Many apparel and footwear companies offer size guides online, but these can be inaccurate or rely on shoppers to know their precise measurements. Individual styles can also differ within the same brand, making it complicated to provide consistent and trustworthy recommendations.
Then there’s the challenge of individual differences between customers. Existing purchasing data can provide insight into the most popular sizes at any specific retail location, but these may not be the perfect fit for each consumer. If a business isn’t serving its customers the exact right sizing for them, it may be vulnerable to lose future purchases should the shopper find a retailer that does offer a better match.
“With the proper understanding of how the customer base differs from region to region, you could properly distribute clothing of various sizes accordingly and re-align patterns and grading rules to better match the body measurement and shape data of your actual customers,” said Cathcart. “For example, you have more people, who live in Texas, who are tall and curvy, and customers in Florida, who tend to be short and curvy.”
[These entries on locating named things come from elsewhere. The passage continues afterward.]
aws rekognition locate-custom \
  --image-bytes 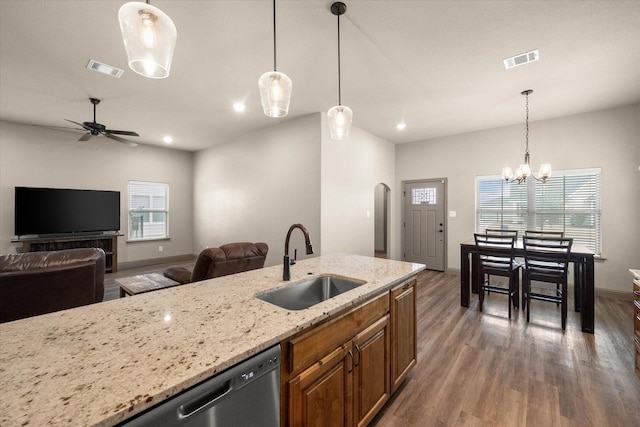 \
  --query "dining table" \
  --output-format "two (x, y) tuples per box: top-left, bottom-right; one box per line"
(460, 239), (595, 334)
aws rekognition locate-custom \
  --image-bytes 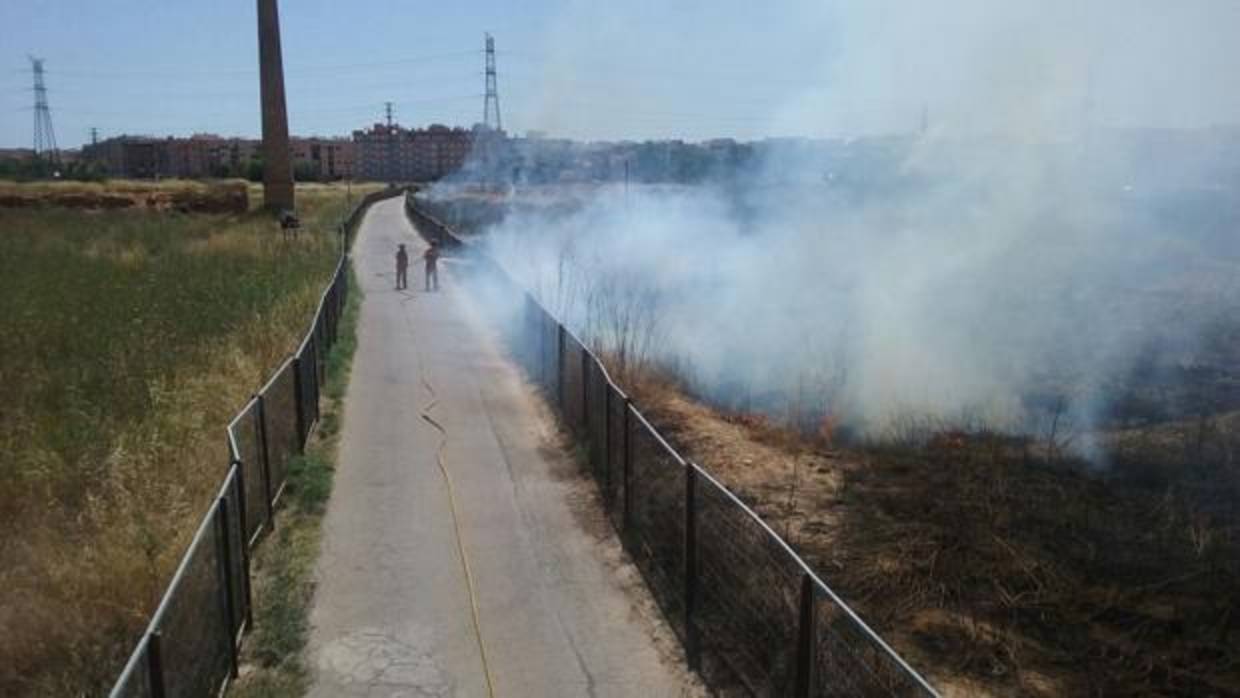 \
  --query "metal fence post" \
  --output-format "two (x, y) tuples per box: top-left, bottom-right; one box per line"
(216, 496), (241, 678)
(684, 462), (702, 671)
(603, 382), (615, 510)
(293, 356), (306, 454)
(226, 459), (254, 627)
(306, 336), (326, 424)
(792, 572), (817, 698)
(556, 322), (568, 413)
(582, 347), (593, 436)
(622, 395), (632, 532)
(254, 393), (275, 531)
(146, 630), (167, 698)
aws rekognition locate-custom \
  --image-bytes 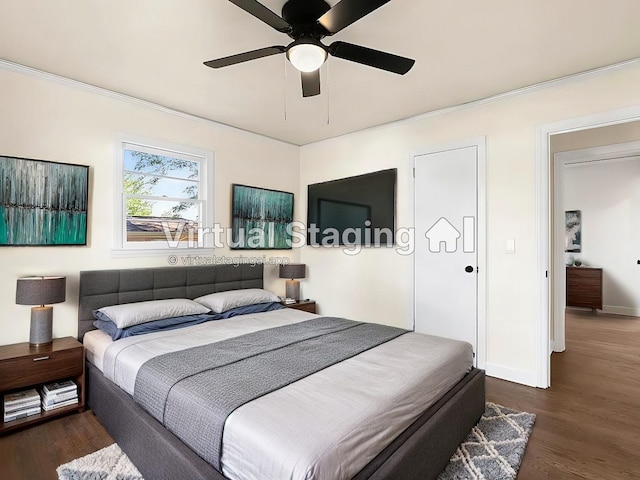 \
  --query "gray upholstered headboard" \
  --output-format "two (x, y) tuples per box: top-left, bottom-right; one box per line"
(78, 264), (264, 341)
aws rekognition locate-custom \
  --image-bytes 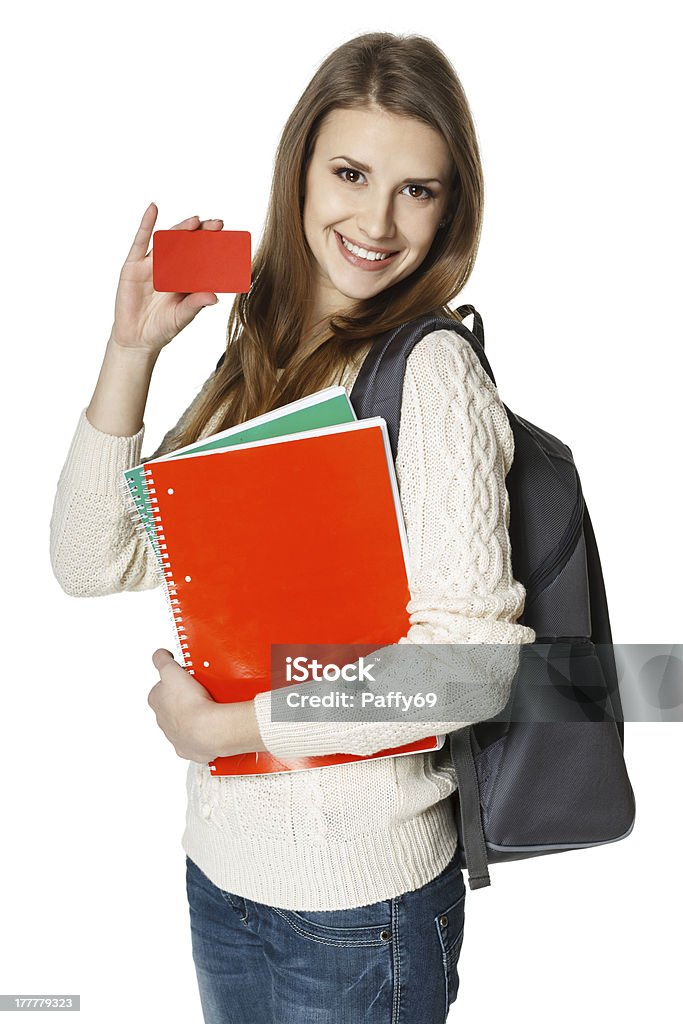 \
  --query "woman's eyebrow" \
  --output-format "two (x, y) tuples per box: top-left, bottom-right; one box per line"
(328, 156), (443, 185)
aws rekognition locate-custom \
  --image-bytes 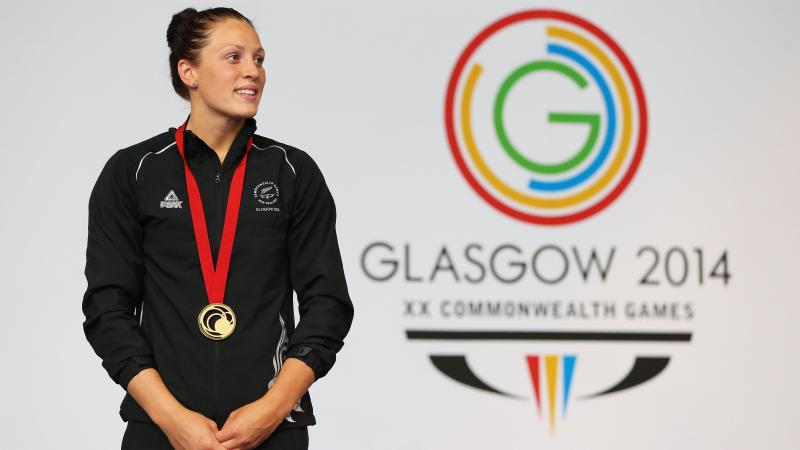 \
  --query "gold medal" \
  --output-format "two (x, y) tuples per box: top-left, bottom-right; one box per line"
(197, 303), (236, 341)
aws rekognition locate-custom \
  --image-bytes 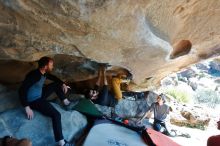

In order to identify these nuances about a customer base, technology can be a useful – and user-friendly – tool. 3DLook guides shoppers through a quick scanning process, which entails taking two photos of their body from any smartphone, against any background. These photos will be permanently deleted by the 3DLook platform, once they have been processed to obtain the landmarks on the user’s body and create their unique 3D model.
Through the collection of these models, which are then compared against specific product data, 3DLook is able to generate individual recommendations for each shopper. These are based on not just the consumer’s size, but also their specific shape and measurement dimensions. In this way, it mimics he recommendations of an in-store associate.
“When you go into a store, the sales associate comes up to you and sees you trying to buy something,” said Cathcart. “She knows the assortment, she can see your body type and ask what style you’re looking for. She has the knowledge of what customers with similar preferences have bought and she can actually help you find something that fits. Now that offline shopping is off-limits, people expect that same experience online.”
Understanding where to direct product within the distribution chain is critical to minimize inventory waste and inter-store shipping. But by using customer fit data and building it earlier into the decision-making process, at the product development phase, brands can improve customer satisfaction, build loyalty and maximize inventory.